Säuberungen waren ursprünglich ein regelmäßig durchgeführter Kontrollprozess, mit dem die Partei »schädliche Elemente« aus ihren Reihen siebte. Nach einer ersten Generalsäuberung 1921 wurden fast ein Viertel der Parteimitglieder (etwa 160.000) ausgeschlossen. Teilsäuberungen folgten diesem Muster, etwa 1925 in den Hochschulen und 1926 auf Dorfebene. Gründe für Parteiausschlüsse waren Verhaltensweisen, die für Parteimitglieder nicht als akzeptabel galten: Bestechung, Amtsmissbrauch, aber auch Beharren auf der Kirchenzugehörigkeit, Verstöße gegen Anweisungen oder die Parteidisziplin und Ähnliches.
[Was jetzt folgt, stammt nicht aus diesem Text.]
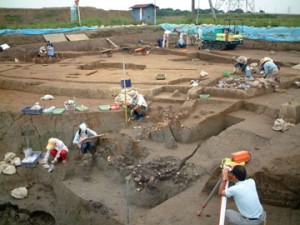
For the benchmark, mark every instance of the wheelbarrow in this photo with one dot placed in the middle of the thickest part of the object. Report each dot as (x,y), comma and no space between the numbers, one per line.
(108,52)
Auch und gerade der Umstand, dass die politischen und Regierungsämter durch die Partei bestimmt wurden, verdeutlichte die Macht der Partei. Wer die Partei führte, regierte den Staat, und zwar ohne Einschränkung, denn eine Gewaltenteilung wie in bürgerlichen Staaten war nicht vorgesehen. In der UdSSR hatte die Justiz ihre Unabhängigkeit eingebüßt, und eine Trennung zwischen Exekutive und Legislative, die Grundlage der Demokratie schlechthin, bestand in der UdSSR de facto nicht.
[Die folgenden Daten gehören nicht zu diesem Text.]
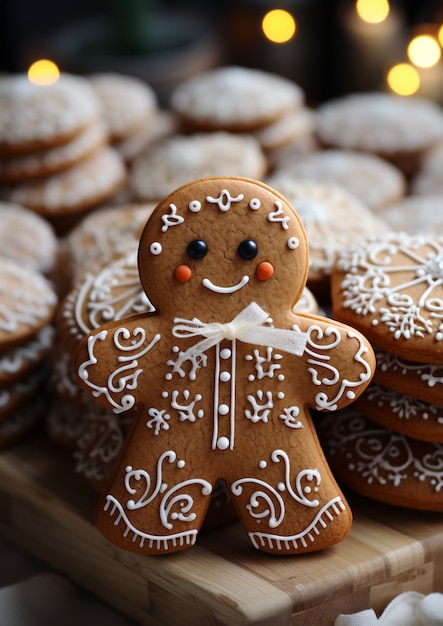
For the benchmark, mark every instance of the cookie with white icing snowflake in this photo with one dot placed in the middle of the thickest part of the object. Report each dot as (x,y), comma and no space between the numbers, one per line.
(391,289)
(381,464)
(222,376)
Kriegskommunismus und Bürgerkrieg 1918–1920

Die nächsten großen innenpolitischen Umwälzungen der Bolschewisten in Sowjetrussland liefen unter den Bedingungen des sogenannten »Kriegskommunismus« bis 1920 ab. Die Weichenstellung für viele Grundzüge des wirtschaftlichen und gesellschaftlichen Lebens wurden in dieser Zeit gelegt; dabei war es nicht die »Diktatur des Proletariats«, die dafür verantwortlich zeichnete, sondern vielmehr die Partei, die in alleiniger Machtvollkommenheit die politischen Ziele durchsetzte. In dieser Zeit wurden energische Anstrengungen unternommen, um die Wirtschaft des Landes und damit zusammenhängende Bereiche einer zentralen Lenkung zu unterstellen, während alle Ressourcen und Produktionsergebnisse vorrangig dem Unterhalt der Roten Armee zukamen. Dazu gehörte in der Praxis, dass Produktionsmittel in der Industrie, dem Verkehrs- und Bankensektor sowie Großgrundbesitz enteignet wurden, dass Produktion, Verteilung und Konsum von Ressourcen zentral verwaltet wurden, dass die Wirtschaft bürokratisiert wurde und dass Gewalt als legitimes Mittel zur Durchsetzung dieser Ziele angewandt werden konnte.